There's an old Russian proverb that goes, "The economy is a good servant, but a bad master." Apparently, the saying doesn't apply to Vladimir Putin. The Russian ruble is currently in the midst of an historic landslide; Russia's central bank jacked interest rates up nearly seven points on Tuesday to counter the currency's two-day, 20-percent fall. And yet today also brought news that the Russian president had emerged from a public-opinion poll as the country's "Man of the Year"—for the fifteenth straight year.

The Kremlin-touted survey—conducted by the Russian polling group Public Opinion Foundation on December 7 among 1,500 respondents across 43 Russian regions—found that 68 percent of Russians placed Putin in first place on a list of national politicians and public figures who deserved the title "man of the year," Russia's Interfax news agency reported. In 2013, only 32 percent of Russians gave him the nod.

By that (admittedly dubious) measure, Putin's popularity has doubled in the months since he annexed Crimea and backed pro-Russian militias in eastern Ukraine (Putin's approval rating hit a peak in August and still remains high). During the same period, the Russian economy has gone from being a relatively good servant to a pretty cruel master. International sanctions levied in response to the Ukraine crisis have stung Russia and the price of oil has dropped, dealing another blow to the oil-exporting country.


The Price of Oil, the Russian Ruble, and Russian Interest Rates, Over Time

Reuters/Central Bank of Russia

Tuesday's emergency, middle-of-the-night surge in interest rates is Russia's sharpest hike since 1998, just a year before Russian pollsters and news outlets first honored Putin with the "Man of the Year" honorific. Just how bad is the economic situation in Russia? The Economist christened today's events "Russia's Black Tuesday." "It's a pretty bad situation," one analyst told CNBC. "The only place worse off is Venezuela." An emerging-market strategist told Bloomberg, “I am speechless.”

The crisis is not going unnoticed in Russia.
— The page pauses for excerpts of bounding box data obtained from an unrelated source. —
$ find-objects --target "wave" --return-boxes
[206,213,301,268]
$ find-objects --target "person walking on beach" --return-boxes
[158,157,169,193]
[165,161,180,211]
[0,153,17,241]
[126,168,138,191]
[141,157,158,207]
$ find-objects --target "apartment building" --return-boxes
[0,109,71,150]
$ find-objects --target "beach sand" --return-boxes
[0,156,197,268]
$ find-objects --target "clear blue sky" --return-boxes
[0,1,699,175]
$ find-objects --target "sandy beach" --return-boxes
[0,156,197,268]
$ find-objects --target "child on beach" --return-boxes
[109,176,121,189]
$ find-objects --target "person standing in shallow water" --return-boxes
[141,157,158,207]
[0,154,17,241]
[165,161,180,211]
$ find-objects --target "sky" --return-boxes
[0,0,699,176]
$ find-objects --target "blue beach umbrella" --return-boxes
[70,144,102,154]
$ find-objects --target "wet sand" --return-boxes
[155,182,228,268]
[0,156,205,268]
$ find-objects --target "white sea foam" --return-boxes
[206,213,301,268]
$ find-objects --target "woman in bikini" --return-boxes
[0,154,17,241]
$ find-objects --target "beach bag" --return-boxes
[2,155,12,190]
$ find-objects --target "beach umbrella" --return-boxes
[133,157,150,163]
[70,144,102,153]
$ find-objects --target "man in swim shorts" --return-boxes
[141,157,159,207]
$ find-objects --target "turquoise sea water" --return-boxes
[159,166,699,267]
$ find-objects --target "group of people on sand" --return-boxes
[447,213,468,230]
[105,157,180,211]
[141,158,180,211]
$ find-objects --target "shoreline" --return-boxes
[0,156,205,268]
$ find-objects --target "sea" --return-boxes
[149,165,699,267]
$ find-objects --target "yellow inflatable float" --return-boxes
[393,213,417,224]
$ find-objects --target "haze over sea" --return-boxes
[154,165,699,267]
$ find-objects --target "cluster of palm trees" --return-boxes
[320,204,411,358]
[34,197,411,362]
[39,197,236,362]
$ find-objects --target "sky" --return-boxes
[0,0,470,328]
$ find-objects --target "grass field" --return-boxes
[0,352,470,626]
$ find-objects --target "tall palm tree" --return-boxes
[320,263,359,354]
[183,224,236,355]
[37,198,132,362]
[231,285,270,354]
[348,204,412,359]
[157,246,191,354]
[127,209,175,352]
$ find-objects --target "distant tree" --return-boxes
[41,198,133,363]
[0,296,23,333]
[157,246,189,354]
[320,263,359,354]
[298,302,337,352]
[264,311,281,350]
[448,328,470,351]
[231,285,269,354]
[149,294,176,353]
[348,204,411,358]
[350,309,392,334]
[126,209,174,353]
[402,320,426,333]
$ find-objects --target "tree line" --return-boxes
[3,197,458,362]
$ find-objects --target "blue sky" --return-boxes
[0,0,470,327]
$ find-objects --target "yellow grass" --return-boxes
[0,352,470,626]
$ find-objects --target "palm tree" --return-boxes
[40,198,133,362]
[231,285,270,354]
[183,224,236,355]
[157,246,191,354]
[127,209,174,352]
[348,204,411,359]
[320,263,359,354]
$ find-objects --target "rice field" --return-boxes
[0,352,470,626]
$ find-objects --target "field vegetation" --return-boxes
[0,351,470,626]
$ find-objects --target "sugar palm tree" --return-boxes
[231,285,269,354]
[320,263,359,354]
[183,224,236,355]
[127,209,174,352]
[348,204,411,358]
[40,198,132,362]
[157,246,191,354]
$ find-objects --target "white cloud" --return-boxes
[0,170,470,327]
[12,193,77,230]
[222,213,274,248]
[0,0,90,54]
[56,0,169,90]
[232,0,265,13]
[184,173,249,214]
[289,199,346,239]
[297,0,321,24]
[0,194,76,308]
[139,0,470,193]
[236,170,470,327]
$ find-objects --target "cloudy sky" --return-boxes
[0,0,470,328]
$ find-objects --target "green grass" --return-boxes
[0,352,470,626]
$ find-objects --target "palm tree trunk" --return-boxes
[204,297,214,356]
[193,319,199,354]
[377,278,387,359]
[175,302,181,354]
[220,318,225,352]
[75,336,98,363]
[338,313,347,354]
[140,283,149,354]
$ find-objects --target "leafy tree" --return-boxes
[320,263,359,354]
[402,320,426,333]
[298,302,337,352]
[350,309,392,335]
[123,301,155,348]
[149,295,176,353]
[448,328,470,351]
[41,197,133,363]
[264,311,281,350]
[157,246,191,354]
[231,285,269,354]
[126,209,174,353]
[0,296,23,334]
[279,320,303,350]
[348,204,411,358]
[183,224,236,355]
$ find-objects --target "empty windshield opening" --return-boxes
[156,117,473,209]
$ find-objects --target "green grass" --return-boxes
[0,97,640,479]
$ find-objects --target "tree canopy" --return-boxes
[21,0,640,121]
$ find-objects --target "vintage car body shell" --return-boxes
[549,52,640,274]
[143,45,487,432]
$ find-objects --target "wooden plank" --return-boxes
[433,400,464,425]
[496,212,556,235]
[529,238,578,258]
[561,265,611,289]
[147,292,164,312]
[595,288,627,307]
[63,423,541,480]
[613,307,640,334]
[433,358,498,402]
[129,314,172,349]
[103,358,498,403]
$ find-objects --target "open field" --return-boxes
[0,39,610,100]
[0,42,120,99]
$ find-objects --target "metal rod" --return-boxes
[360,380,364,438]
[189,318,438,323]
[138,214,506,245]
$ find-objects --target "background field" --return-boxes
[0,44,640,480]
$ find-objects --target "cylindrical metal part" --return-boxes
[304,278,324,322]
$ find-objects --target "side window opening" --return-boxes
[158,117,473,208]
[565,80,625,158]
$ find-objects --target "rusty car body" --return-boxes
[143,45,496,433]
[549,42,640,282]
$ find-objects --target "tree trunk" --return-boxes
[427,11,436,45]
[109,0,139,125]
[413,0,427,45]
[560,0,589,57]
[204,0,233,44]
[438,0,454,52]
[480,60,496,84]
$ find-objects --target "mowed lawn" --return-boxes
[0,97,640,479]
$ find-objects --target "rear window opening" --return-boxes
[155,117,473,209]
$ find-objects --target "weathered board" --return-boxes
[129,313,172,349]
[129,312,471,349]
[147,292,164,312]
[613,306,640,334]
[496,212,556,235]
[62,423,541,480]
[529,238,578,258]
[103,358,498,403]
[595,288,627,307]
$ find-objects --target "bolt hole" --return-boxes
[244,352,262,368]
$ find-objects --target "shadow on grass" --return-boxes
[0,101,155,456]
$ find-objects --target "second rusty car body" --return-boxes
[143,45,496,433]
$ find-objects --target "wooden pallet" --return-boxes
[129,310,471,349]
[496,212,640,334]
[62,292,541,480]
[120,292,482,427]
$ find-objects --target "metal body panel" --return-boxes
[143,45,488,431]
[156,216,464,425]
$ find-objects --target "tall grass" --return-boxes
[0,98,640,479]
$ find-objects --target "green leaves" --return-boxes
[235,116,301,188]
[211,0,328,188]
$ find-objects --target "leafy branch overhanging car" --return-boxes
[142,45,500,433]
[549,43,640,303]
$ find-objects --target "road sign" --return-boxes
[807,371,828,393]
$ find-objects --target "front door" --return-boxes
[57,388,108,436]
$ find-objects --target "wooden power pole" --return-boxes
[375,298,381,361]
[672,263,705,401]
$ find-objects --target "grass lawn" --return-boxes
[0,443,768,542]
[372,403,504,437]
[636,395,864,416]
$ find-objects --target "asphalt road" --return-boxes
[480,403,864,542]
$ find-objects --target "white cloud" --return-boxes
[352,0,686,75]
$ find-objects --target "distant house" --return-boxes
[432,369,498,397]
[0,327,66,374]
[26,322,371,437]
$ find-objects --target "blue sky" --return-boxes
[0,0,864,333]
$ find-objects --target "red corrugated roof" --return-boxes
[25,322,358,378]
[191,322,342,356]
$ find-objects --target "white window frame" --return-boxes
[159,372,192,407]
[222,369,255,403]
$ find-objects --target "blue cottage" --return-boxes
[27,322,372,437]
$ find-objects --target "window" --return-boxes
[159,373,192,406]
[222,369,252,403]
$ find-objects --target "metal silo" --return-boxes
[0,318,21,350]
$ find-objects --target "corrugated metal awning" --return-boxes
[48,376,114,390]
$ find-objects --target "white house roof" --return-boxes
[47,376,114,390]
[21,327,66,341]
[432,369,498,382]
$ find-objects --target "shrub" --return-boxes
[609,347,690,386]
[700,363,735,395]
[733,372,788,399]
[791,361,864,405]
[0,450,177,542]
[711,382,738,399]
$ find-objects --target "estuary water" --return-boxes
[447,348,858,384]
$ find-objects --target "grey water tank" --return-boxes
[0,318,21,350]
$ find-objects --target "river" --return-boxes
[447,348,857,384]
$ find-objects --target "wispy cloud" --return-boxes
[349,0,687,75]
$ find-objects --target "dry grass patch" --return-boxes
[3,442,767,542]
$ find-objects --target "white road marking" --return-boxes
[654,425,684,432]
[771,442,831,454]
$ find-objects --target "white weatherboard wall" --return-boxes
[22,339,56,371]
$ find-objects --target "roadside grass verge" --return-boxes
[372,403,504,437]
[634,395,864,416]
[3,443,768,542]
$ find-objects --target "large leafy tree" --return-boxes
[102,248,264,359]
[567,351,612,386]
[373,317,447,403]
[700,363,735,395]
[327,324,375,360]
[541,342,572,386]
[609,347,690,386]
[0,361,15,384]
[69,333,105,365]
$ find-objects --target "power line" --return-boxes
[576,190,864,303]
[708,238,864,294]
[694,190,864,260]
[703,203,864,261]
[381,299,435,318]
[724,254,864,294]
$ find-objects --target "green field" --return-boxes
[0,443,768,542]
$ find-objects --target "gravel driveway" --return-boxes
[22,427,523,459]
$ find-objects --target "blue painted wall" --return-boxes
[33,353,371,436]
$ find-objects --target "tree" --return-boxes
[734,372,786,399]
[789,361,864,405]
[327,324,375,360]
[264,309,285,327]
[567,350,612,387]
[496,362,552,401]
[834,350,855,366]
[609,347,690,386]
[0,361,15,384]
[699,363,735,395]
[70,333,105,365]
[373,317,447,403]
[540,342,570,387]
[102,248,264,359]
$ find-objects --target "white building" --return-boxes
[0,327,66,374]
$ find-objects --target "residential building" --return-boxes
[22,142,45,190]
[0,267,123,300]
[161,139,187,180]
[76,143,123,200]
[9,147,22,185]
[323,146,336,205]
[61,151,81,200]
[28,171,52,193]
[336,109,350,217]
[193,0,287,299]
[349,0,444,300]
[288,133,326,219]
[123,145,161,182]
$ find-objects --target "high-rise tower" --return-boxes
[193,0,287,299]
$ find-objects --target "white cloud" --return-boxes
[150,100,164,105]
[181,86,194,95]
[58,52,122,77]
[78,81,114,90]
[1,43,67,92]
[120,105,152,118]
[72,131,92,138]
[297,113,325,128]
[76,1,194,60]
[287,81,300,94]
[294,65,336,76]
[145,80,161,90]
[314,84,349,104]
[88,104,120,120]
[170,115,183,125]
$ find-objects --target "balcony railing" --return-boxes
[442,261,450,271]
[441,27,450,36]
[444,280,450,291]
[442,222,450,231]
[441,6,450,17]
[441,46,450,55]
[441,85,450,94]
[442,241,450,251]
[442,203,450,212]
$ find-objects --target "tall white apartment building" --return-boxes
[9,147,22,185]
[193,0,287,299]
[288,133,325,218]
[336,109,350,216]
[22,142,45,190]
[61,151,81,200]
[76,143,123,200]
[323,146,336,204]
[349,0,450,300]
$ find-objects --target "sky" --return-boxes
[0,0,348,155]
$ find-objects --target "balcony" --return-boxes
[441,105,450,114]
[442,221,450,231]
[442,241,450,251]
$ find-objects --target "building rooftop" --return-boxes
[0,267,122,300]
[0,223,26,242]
As Washington Post's Adam Taylor notes, "For some Russians, it is bringing back painful memories of 1998, when the nation defaulted on debts and many families' savings were wiped out."

But Russians aren't necessarily blaming Putin for the dire economic situation. Some analysts have argued that the ruble's crash may only strengthen Putin, especially if growing international isolation produces a surge of nationalism in the country. As Russia's RT recently put it, paraphrasing the president’s press secretary Dmitry Peskov, "the people’s love for Putin was a manifestation of their love for Russia."